Soutien à la création
Pour les pouvoirs publics, l’enjeu, désormais, est de sortir le secteur de cette forme de latence. La question d’un cadre public structurant demeure entière. Si l’écosystème commence à prendre forme, il reste suspendu à l’instauration d’une politique claire en matière de soutien à la création, d’incitation fiscale, et surtout de formation. En l’état actuel, très peu d’écoles proposent aujourd’hui des cursus dédiés aux métiers du jeu vidéo, qu’il s’agisse de game design, de level design ou de narration interactive.
Dans un contexte de transformation rapide, cette carence risque d’entraver durablement la montée en compétence locale. Certains acteurs privés tentent néanmoins de prendre le relais. C’est le cas de l’opérateur inwi, qui multiplie les initiatives de structuration de l’écosystème.
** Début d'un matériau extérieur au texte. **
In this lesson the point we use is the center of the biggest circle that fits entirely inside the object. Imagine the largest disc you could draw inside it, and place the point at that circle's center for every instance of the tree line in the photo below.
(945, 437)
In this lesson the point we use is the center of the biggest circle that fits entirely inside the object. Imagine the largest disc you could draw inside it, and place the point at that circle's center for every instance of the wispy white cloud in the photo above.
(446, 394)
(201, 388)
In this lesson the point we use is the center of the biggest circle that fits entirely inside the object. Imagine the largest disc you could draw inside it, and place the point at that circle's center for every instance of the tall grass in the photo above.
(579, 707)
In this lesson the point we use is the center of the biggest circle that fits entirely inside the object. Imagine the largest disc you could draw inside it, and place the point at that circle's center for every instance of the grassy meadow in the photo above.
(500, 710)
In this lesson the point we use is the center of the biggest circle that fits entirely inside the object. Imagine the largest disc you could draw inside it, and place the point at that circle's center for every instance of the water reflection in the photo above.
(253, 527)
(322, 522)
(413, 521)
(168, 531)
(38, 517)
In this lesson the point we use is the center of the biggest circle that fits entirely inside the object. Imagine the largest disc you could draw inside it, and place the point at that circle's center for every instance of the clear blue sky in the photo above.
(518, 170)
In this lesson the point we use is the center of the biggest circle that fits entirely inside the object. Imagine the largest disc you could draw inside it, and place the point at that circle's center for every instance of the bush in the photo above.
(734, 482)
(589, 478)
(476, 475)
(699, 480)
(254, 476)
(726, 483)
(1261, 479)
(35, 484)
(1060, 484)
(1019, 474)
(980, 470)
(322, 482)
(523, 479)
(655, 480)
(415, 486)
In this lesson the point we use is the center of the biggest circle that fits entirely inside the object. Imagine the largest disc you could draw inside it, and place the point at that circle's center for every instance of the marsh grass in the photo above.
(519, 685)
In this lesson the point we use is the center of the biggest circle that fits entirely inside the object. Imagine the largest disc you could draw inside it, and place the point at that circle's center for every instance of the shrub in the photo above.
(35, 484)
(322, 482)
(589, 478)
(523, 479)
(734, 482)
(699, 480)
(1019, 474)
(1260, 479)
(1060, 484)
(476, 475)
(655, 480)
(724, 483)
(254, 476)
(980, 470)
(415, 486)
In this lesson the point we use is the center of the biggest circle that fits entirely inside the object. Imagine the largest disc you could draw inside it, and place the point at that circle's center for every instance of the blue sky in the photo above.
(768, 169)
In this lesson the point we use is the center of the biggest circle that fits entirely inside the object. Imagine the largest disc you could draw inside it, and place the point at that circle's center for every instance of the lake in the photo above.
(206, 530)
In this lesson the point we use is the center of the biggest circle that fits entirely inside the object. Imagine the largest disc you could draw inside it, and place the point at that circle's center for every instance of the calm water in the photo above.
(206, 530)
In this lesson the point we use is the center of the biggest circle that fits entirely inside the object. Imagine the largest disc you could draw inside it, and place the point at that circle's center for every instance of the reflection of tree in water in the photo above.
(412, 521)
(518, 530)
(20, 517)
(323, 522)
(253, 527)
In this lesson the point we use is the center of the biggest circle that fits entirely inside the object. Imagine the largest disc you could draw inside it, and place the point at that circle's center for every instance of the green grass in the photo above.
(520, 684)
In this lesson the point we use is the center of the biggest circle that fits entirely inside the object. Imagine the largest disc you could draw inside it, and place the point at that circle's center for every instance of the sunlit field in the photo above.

Partenaire du Morocco gaming expo depuis sa première édition, l’opérateur télécoms mise sur la consolidation d’une scène nationale, non seulement en assurant la connectivité, mais en accompagnant aussi les développeurs via une plateforme de distribution locale.
L’ambition, à terme, est de faire émerger des éditeurs marocains, en posant les jalons d’un écosystème capable d’attirer les talents, y compris les profils expatriés qui évoluent aujourd’hui au sein de grandes maisons internationales comme Microsoft, Ubisoft ou Electronic arts.
Le pari d’inwi est aussi de soutenir la diversification des usages, notamment à travers le développement de serious games ou de jeux à visée éducative. Car au-delà du ludique, le jeu devient un vecteur de transmission et un outil d’apprentissage, à condition de décloisonner les pratiques et d’inscrire le jeu dans une logique d’innovation.
En ce sens, la perspective de la Rabat gaming city, hub régional en gestation, poursuit cette même finalité. Conçue comme un espace de production, de formation et de diffusion, elle pourrait incarner un tournant si ces promesses se concrétisent. À présent, c’est aux acteurs publics et privés de prolonger l’impulsion, faute de quoi le jeu vidéo restera confiné au rang de marché consommateur.